Pourquoi le marché zurichois dépend-il du recrutement international ?

Bien qu'il abrite deux des cinq plus grands réassureurs mondiaux, Zurich voit sa couche de talents intermédiaires s'amenuiser à mesure que la souscription opérationnelle se déplace vers Dublin et Luxembourg pour accéder au marché de l'UE. En 2024, 45 % des nominations de souscripteurs seniors impliquaient une relocalisation depuis Londres ou les Bermudes. Le marché fonctionne donc comme une destination pour les dirigeants, et non comme un écosystème autosuffisant. Une recherche efficace au niveau exécutif sur ce marché doit couvrir au moins quatre géographies : Zurich, Londres, les Bermudes et Munich.

Quel est l'impact de l'IA sur le recrutement en assurance à Zurich ?
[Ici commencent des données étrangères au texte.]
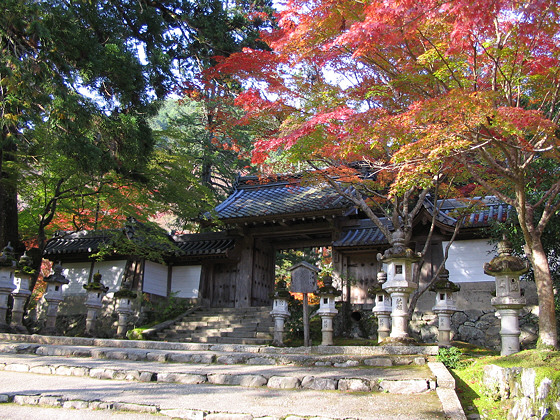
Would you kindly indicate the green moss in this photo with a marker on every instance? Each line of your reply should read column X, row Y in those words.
column 470, row 388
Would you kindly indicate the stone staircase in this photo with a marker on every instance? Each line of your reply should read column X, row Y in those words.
column 222, row 325
column 210, row 381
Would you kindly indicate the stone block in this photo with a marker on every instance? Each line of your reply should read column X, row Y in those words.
column 348, row 363
column 283, row 382
column 146, row 376
column 228, row 416
column 318, row 384
column 221, row 379
column 354, row 385
column 260, row 361
column 138, row 408
column 27, row 399
column 181, row 413
column 409, row 386
column 51, row 400
column 251, row 381
column 17, row 367
column 76, row 404
column 156, row 357
column 43, row 370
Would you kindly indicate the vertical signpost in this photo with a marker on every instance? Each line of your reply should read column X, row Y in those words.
column 304, row 280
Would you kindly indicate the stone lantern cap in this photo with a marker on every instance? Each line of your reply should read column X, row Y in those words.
column 328, row 288
column 398, row 250
column 7, row 258
column 505, row 262
column 124, row 293
column 25, row 266
column 96, row 284
column 443, row 284
column 280, row 291
column 57, row 276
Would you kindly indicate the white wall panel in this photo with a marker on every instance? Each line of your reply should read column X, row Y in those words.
column 466, row 260
column 185, row 281
column 155, row 279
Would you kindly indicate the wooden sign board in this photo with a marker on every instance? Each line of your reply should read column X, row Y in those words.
column 304, row 278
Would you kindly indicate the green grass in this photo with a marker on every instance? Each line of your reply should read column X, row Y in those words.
column 471, row 391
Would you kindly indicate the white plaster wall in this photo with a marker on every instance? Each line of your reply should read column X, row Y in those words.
column 78, row 275
column 185, row 281
column 155, row 278
column 466, row 260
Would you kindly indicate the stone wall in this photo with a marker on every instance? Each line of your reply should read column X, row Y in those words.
column 517, row 388
column 71, row 319
column 475, row 321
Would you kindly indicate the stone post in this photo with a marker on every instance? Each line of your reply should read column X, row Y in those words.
column 383, row 308
column 94, row 301
column 400, row 285
column 21, row 293
column 507, row 268
column 327, row 310
column 304, row 280
column 280, row 312
column 53, row 296
column 124, row 299
column 7, row 268
column 445, row 306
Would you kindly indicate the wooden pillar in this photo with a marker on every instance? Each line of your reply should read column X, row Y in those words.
column 244, row 278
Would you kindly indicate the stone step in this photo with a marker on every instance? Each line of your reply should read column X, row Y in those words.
column 417, row 380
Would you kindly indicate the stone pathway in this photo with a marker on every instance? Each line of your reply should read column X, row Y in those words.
column 246, row 382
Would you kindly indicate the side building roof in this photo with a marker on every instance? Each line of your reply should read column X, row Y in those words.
column 279, row 197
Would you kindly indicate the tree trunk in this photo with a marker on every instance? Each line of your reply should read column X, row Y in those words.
column 548, row 334
column 8, row 198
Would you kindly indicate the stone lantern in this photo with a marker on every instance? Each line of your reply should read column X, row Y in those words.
column 94, row 301
column 445, row 306
column 399, row 260
column 123, row 307
column 382, row 309
column 53, row 296
column 280, row 311
column 327, row 309
column 7, row 268
column 507, row 269
column 23, row 276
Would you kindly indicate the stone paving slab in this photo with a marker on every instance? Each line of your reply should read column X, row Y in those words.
column 197, row 356
column 394, row 380
column 213, row 402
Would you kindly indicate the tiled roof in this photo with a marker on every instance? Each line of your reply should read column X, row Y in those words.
column 255, row 198
column 75, row 243
column 88, row 242
column 485, row 210
column 195, row 244
column 365, row 234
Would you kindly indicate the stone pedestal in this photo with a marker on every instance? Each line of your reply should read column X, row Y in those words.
column 400, row 285
column 445, row 306
column 327, row 310
column 507, row 268
column 7, row 268
column 123, row 307
column 94, row 301
column 383, row 307
column 280, row 312
column 53, row 297
column 21, row 293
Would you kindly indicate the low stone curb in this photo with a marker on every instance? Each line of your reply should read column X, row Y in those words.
column 345, row 384
column 49, row 400
column 446, row 391
column 430, row 350
column 208, row 357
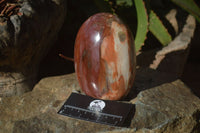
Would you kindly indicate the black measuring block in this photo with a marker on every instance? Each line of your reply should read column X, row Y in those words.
column 107, row 112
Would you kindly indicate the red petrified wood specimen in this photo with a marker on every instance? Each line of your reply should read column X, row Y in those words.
column 9, row 7
column 105, row 57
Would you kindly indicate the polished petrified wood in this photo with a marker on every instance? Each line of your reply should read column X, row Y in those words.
column 105, row 57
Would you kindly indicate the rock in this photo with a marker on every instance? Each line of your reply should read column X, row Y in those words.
column 170, row 107
column 105, row 60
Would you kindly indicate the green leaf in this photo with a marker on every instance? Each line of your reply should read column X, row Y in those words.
column 142, row 24
column 190, row 6
column 158, row 29
column 124, row 2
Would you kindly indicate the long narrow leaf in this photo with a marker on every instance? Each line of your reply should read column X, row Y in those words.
column 158, row 29
column 142, row 24
column 190, row 6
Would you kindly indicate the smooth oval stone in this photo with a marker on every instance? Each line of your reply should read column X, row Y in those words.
column 105, row 57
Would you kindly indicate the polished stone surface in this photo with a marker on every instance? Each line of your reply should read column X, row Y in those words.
column 105, row 57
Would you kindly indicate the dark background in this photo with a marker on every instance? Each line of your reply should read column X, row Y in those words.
column 77, row 12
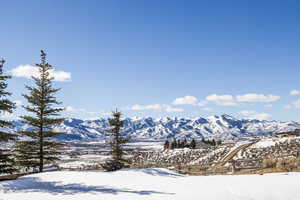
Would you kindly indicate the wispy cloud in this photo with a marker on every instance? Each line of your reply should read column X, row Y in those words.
column 157, row 107
column 251, row 114
column 27, row 71
column 72, row 109
column 295, row 92
column 222, row 100
column 231, row 100
column 186, row 100
column 253, row 97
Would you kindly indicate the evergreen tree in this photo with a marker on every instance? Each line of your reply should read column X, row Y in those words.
column 117, row 142
column 166, row 144
column 184, row 143
column 7, row 164
column 193, row 144
column 174, row 144
column 41, row 149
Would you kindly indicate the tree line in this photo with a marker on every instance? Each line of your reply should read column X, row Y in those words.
column 179, row 144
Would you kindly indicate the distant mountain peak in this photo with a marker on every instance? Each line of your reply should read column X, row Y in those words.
column 220, row 127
Contrairement aux attentes, l'automatisation de la souscription par l'IA augmente la demande de recrutement actuariel. En 2024, les taux de vacance pour les actuaires en provisionnement et tarification ont augmenté de 22 % en glissement annuel, malgré les investissements massifs de Swiss Re et Zurich Insurance Group dans les moteurs d'IA. La raison ? L'automatisation crée de nouveaux rôles de gouvernance exigeant à la fois des qualifications actuarielles traditionnelles, une expertise en validation de modèles d'IA et en audit algorithmique. Ces profils hybrides, quasi inexistants il y a trois ans, restent extrêmement rares.
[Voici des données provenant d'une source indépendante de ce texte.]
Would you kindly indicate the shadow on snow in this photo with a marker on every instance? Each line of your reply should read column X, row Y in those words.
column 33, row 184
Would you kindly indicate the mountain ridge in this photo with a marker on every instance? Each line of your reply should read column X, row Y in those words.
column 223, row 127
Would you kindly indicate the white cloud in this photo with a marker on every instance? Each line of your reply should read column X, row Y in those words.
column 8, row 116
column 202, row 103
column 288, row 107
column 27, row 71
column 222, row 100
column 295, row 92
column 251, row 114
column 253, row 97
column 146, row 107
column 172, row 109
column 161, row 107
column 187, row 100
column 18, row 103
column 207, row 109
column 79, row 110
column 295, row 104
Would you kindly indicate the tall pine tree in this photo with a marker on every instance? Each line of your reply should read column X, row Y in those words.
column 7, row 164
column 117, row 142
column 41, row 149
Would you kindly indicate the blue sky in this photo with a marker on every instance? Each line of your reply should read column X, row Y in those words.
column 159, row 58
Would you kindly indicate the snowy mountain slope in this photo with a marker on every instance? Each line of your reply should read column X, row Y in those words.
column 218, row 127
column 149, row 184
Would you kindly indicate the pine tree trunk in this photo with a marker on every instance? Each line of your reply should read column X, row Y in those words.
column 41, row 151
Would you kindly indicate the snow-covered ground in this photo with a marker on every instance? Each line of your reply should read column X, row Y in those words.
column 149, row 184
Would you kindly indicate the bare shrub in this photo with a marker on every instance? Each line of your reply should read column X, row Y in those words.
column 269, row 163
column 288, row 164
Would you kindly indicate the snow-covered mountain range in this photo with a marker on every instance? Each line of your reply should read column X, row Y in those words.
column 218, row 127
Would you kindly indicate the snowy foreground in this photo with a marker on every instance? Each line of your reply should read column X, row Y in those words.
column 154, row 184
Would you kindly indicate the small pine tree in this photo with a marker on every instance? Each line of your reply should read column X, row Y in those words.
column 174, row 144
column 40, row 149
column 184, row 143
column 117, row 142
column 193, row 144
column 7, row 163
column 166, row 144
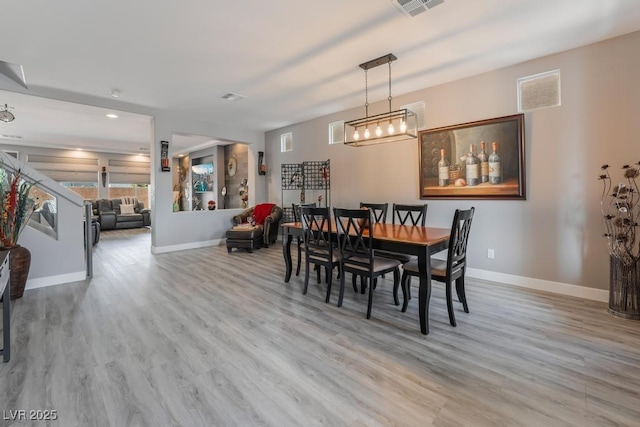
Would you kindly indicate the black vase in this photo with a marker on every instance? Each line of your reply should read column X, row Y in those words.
column 19, row 264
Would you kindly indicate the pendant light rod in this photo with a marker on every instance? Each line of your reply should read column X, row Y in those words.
column 378, row 61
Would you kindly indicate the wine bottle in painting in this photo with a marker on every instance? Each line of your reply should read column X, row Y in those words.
column 484, row 162
column 495, row 167
column 443, row 170
column 472, row 167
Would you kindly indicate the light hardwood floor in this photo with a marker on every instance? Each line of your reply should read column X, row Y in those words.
column 205, row 338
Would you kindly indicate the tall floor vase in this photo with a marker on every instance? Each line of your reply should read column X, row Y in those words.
column 19, row 263
column 624, row 287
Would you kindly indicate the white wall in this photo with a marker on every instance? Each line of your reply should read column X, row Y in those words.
column 187, row 229
column 553, row 239
column 61, row 259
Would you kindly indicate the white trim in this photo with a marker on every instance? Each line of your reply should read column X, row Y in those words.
column 541, row 285
column 42, row 282
column 339, row 128
column 185, row 246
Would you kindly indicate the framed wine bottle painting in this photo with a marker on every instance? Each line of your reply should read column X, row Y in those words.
column 476, row 160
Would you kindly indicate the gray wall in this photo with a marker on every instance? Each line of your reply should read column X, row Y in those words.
column 239, row 151
column 555, row 235
column 186, row 229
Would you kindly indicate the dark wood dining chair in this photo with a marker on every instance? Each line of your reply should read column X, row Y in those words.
column 318, row 245
column 379, row 210
column 404, row 215
column 296, row 218
column 357, row 255
column 446, row 271
column 409, row 214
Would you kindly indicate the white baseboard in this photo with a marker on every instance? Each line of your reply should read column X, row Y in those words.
column 540, row 285
column 184, row 246
column 43, row 282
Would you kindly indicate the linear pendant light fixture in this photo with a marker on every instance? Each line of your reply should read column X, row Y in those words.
column 387, row 127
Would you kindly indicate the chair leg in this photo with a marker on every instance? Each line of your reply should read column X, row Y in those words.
column 329, row 281
column 370, row 298
column 299, row 258
column 406, row 283
column 341, row 294
column 306, row 278
column 396, row 285
column 462, row 297
column 452, row 316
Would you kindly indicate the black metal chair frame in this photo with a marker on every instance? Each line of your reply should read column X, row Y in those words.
column 414, row 214
column 379, row 210
column 296, row 218
column 456, row 264
column 318, row 244
column 357, row 255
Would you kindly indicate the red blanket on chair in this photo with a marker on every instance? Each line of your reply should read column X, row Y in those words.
column 261, row 211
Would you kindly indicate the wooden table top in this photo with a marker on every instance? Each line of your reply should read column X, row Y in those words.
column 410, row 234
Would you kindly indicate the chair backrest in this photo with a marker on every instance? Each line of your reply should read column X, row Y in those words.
column 355, row 246
column 457, row 252
column 379, row 210
column 316, row 231
column 296, row 209
column 414, row 214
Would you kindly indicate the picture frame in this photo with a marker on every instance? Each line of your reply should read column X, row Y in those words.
column 504, row 178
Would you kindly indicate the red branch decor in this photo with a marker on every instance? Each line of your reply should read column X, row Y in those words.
column 17, row 206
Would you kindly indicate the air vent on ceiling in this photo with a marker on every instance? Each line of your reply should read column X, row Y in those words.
column 415, row 7
column 230, row 96
column 539, row 91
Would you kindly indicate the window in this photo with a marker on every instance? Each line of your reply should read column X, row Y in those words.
column 86, row 190
column 139, row 191
column 286, row 142
column 336, row 132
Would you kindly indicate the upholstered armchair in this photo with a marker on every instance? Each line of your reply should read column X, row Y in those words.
column 270, row 223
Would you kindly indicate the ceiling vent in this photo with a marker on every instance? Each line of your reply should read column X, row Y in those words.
column 415, row 7
column 230, row 96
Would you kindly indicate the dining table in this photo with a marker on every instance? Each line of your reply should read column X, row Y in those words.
column 408, row 239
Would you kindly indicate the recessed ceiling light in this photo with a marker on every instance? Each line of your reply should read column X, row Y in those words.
column 231, row 96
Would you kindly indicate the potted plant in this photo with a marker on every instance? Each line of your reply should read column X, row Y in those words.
column 621, row 213
column 17, row 207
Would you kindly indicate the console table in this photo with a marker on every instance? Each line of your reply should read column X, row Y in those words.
column 5, row 290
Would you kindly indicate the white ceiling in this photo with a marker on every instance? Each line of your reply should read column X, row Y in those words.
column 294, row 60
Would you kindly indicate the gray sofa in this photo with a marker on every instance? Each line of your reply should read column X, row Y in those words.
column 110, row 215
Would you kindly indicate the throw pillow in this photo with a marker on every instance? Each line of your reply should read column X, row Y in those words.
column 125, row 209
column 261, row 212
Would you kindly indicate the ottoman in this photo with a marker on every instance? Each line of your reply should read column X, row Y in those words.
column 245, row 236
Comment les restrictions de permis de travail affectent-elles le recrutement à Zurich ?

Le système suisse de quotas pour les travailleurs étrangers limite le recrutement de ressortissants non-UE et non-AELE. En 2024, le taux de rejet des demandes de permis de travail pour les ressortissants de pays tiers dans le secteur de l'assurance a atteint 18 %, contre 12 % en 2022. Post-Brexit, les candidats britanniques relèvent désormais des mêmes règles. Les stratégies de recherche doivent donc intégrer la faisabilité de l'obtention du permis avant toute offre. La méthodologie d'Executive Search international de KiTalent intègre cette évaluation dès les premières étapes pour éviter les échecs en fin de processus.

À quoi ressemble un Executive Search réussi sur le marché zurichois de l'assurance ?
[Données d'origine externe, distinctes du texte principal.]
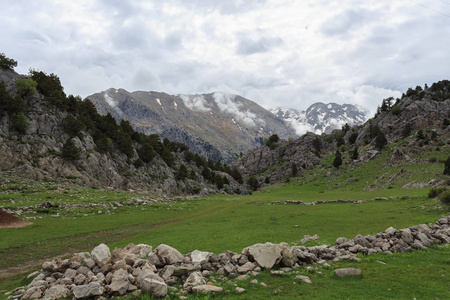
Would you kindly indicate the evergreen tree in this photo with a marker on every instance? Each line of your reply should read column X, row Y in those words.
column 380, row 140
column 294, row 170
column 447, row 166
column 337, row 162
column 70, row 151
column 182, row 172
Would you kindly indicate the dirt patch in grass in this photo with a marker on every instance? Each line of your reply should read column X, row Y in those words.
column 9, row 221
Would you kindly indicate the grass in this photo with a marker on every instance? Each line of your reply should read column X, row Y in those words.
column 231, row 222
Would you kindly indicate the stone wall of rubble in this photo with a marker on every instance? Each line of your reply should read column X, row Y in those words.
column 140, row 268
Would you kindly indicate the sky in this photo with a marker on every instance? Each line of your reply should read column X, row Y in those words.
column 275, row 52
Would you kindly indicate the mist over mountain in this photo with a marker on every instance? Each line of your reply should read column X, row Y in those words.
column 320, row 117
column 218, row 125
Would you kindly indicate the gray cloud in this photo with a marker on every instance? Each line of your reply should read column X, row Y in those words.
column 352, row 51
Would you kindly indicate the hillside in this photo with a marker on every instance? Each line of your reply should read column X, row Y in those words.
column 322, row 118
column 218, row 126
column 414, row 127
column 45, row 134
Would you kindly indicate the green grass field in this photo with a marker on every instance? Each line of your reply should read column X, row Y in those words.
column 231, row 222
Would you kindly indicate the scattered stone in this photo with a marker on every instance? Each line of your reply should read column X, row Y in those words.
column 206, row 289
column 101, row 255
column 304, row 279
column 347, row 272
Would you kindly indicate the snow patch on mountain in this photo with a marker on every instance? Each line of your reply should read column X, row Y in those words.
column 226, row 103
column 195, row 102
column 320, row 117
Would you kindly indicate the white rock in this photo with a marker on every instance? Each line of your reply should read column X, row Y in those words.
column 101, row 255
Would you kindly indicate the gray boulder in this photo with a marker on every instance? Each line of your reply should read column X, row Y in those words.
column 347, row 272
column 266, row 255
column 101, row 255
column 57, row 292
column 88, row 290
column 168, row 255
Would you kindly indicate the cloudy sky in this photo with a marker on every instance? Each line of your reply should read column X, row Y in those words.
column 275, row 52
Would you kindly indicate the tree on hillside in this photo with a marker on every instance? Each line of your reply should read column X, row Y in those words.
column 70, row 151
column 6, row 62
column 447, row 166
column 380, row 140
column 337, row 162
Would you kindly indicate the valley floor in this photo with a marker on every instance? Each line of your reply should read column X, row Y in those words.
column 68, row 219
Étant donné que 85 % des souscripteurs seniors et 90 % des actuaires titulaires du Fellowship sont des candidats passifs, une recherche fructueuse doit reposer sur le développement proactif d'un pipeline de talents, et non sur la publication d'offres. Elle doit couvrir simultanément plusieurs géographies, adapter la proposition de valeur selon que le candidat se trouve à Londres, aux Bermudes ou à Munich, et avancer suffisamment vite pour présenter des listes courtes avant que les candidats n'acceptent des offres concurrentes. Chez KiTalent, des candidats prêts pour l'entretien sont présentés sous sept à dix jours, répondant ainsi à la rapidité qu'exige ce marché.